Introduction to Generative Advesarial Networks (GANs)

Supervised vs Unsupervised Learning

In Supervised Learning, we train the machine using data that is well “labeled”. It means the data is already tagged with the correct answer. A supervised learning algorithm learns from labeled training data and predicts outcomes for unforeseen data. There are two subcategories of supervised learning, viz- Regression and Classification.
Classification means to group the output into a class. If the algorithm tries to label input into two distinct classes, it is called binary classification. Selecting between more than two classes is referred to as multiclass classification. On the other hand, Regression Algorithms are used to predict continuous values such as price, salary, and age.

Unsupervised Learning is a machine learning technique, where the model does not need any supervision. Instead, we need to allow the model to work on its own to discover information. It mainly deals with the unlabelled data. Density estimation, dimensionality reduction, and clustering and some of the main applications of unsupervised learning.

What are Generative Models?

The learning models in machine learning can be classified into two sub-categories, viz – Discriminative models and Generative models. To understand GANs, we should know about generative models and how they are different from Discriminative models.

Discriminative models classify input data; i.e., given the features of an instance of data, they predict a label or category to which that data belongs. In Supervised Learning, the classification algorithms/models are examples of discriminative models.

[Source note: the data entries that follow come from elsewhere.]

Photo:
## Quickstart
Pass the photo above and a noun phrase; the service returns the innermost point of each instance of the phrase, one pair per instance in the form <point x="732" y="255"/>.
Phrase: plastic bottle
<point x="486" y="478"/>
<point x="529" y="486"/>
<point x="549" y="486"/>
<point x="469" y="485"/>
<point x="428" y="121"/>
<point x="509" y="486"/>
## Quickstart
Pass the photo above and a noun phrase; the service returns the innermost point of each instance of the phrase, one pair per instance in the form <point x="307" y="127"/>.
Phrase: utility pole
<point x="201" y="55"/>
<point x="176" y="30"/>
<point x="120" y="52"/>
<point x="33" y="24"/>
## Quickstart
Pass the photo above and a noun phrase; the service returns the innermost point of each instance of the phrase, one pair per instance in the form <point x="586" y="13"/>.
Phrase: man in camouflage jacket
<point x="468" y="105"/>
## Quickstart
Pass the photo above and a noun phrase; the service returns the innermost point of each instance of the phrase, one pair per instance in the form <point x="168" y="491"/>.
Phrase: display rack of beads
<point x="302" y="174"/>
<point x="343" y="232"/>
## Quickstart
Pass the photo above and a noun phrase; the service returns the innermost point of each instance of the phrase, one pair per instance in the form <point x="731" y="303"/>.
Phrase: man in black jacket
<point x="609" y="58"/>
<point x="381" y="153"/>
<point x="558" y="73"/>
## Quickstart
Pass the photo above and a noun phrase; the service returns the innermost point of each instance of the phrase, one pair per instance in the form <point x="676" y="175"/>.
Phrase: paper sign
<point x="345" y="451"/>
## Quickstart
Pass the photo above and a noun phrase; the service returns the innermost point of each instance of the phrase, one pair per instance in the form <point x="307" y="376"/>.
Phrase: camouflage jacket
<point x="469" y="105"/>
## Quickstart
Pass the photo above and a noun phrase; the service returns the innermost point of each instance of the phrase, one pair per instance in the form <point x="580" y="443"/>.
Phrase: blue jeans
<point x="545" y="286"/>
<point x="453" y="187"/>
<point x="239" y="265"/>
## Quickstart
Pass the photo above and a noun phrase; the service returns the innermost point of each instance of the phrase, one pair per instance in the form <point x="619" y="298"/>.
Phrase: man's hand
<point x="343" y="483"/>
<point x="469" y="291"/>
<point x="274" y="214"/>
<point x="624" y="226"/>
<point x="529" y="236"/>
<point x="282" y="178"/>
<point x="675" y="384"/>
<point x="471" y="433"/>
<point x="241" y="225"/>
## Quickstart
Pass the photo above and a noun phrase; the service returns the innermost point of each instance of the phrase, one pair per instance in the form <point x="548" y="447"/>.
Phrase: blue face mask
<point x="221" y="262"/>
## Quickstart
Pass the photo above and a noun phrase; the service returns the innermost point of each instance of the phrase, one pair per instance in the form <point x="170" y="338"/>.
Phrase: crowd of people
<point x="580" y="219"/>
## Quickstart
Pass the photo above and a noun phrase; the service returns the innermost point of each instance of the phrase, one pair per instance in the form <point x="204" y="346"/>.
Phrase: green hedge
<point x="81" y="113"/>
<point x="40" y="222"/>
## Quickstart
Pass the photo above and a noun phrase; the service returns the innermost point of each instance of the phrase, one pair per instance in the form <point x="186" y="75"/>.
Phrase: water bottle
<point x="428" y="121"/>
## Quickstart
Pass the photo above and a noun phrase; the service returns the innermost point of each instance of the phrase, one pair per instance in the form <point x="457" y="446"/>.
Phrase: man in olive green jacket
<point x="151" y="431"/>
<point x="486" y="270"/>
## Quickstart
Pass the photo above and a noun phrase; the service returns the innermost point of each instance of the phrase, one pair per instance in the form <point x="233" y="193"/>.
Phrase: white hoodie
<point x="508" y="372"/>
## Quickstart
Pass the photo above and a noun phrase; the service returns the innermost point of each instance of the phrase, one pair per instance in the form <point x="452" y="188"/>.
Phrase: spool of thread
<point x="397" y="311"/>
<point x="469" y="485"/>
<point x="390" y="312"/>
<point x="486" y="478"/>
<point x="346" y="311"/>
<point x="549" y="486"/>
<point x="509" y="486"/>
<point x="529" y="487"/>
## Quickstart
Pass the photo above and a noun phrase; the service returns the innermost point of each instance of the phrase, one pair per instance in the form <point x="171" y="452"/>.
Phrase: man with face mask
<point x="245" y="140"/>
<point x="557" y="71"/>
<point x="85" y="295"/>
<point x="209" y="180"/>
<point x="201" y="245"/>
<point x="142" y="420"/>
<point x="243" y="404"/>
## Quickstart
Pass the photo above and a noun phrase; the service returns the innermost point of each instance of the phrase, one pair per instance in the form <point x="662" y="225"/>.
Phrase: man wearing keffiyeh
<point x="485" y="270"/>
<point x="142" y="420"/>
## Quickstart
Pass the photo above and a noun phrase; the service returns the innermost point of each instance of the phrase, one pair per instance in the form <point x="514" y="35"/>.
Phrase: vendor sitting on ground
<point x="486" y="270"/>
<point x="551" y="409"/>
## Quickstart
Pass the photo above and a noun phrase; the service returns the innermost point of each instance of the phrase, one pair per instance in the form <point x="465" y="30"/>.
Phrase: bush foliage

Generative Modelling is an unsupervised learning task in machine learning that involves generating new data samples from the probability distribution of training data. Given some data, the aim is to have a model for the underlying probability distribution of that data so that we can draw samples that are similar to our training data.

Mathematically, generative models learn the joint probability distribution P(X,Y), whereas the discriminative models learn the posterior probability, P(Y|X), that is the probability of the label Y given the data X.

Uses of Generative Models

1. It can help in generating artificial faces.

2. It can be used in Text to image generation.

3. It can produce fake voices or noises and can be used in image denoising.

4. It can be used in MRI image reconstruction.

5. It can also be used to generate instances of data to handle imbalanced data.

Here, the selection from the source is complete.